Our empirical analysis is based on data collected with an online survey where respondents are asked to simulate policy-makers decisions by allocating the hypothetical sum of 100 million Euros to promote well-being improvement in one of the eleven BES domains. The questionnaire also collects data on standard socio-demographic variables and the database is enriched with data on characteristics of the province/region in which the respondent lives including values of BES indicators at that level in order to provide the contextual framework.

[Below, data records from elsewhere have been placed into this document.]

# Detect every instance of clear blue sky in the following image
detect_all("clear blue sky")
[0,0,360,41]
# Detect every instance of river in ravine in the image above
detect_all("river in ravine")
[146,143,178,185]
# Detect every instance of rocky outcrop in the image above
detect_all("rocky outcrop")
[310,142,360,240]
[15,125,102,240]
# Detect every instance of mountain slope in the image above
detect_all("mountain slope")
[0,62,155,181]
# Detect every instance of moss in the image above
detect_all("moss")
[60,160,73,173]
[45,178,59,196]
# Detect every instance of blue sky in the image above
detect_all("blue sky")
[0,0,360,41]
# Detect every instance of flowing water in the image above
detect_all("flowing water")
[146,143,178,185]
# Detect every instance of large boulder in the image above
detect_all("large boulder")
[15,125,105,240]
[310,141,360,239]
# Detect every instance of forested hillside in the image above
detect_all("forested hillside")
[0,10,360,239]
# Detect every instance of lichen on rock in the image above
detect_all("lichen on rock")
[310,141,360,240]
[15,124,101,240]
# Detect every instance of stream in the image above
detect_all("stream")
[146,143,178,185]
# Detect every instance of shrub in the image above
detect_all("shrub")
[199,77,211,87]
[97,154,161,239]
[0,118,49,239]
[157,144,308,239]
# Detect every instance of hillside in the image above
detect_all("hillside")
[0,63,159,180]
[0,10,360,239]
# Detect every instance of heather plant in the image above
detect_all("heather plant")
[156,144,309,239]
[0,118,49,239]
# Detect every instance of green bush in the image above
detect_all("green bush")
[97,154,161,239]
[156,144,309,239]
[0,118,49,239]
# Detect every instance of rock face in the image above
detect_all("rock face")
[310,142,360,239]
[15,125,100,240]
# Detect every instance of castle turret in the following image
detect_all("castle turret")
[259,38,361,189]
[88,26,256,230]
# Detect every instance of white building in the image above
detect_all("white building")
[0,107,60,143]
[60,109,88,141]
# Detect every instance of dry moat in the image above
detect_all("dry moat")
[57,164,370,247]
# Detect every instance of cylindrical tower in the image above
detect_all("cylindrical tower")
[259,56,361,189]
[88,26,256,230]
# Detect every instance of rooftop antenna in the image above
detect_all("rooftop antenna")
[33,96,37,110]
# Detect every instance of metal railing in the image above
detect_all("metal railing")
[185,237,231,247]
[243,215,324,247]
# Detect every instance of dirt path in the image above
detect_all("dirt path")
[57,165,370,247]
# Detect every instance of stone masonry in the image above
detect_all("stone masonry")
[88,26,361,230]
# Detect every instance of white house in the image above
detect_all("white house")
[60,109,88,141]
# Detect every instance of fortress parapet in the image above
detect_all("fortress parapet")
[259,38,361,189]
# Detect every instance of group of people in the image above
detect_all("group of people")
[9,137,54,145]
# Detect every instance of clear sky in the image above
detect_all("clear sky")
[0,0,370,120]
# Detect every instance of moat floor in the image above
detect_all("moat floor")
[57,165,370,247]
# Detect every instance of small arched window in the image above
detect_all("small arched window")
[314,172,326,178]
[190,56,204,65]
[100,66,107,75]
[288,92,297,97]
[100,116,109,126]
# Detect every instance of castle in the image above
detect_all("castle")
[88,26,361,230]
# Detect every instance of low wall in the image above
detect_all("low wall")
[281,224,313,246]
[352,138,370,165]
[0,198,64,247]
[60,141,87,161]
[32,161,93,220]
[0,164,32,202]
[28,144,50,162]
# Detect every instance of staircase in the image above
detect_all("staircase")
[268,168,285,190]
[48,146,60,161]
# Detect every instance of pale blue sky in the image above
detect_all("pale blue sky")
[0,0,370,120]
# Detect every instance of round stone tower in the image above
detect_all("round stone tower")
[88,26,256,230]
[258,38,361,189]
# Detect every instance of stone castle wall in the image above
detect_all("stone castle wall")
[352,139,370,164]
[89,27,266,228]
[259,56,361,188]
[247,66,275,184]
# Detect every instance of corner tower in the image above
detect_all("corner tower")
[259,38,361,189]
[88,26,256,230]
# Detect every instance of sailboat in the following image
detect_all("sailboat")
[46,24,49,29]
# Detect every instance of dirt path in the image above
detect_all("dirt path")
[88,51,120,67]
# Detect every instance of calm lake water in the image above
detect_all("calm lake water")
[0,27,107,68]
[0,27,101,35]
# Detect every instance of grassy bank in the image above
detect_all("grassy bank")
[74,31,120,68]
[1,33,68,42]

We show that right wing respondents desire to invest relatively more in economic wellbeing and safety, while left wing respondents in education, social relations and the environment. The impact of education is also relevant as graduated respondents would invest significantly more in the environment, social relations, natural and cultural heritage and quality of services.
We as well assess whether respondents’ expenditure preferences on a given BES domain are affected by the relative scarcity/abundance of wellbeing on that given domain at the regional level. Our findings show the prevalence of the marginal impact hypothesis since in most cases wellbeing expenditure preferences are higher in areas where the quality of a given wellbeing domain is relatively lower.
Our contribution, by allowing for differentiated weights, enables a fairer and more effective representation of the heterogeneous wellbeing conditions. This set up allow us to focus both on individuals and on place-based factors, as people’s well-being is shaped by a combination of individual and local characteristics. Identifying such weights is important in order to evaluate whether and in which direction they are affected by socio-demographic factors and/or characteristics of the place of residence. In this respect, local level policies (education spending, labour market policies, family policies, etc.) can be beneficial or detrimental to the well‐being outcomes at various aggregation levels and also differ across them, i.e. within and between countries and regions. The plan is to allow policy‐makers to know where their citizens stand on progress towards better lives, and also to make it possible to assess the determinants of this progress and the most effective policies to improve people’s lives both at the national, local and individual level.
Luisa Corrado, University of Rome Tor Vergata, Italy
 Becchetti L., Corrado L. and M. Fiaschetti (2016). “The Regional Heterogeneity of Wellbeing ‘Expenditure’ Preferences: Evidence from a Simulated Allocation Choice on the BES Indicators”, Journal of Economic Geography https://doi.org/10.1093/jeg/lbw042. Published online 06 December 2016.
 See for example reports by Australia (Measures of Australia’s Progress ), Finland (Findicator – Set of Indicators for Social Progress) and Germany (Sustainable Development Report).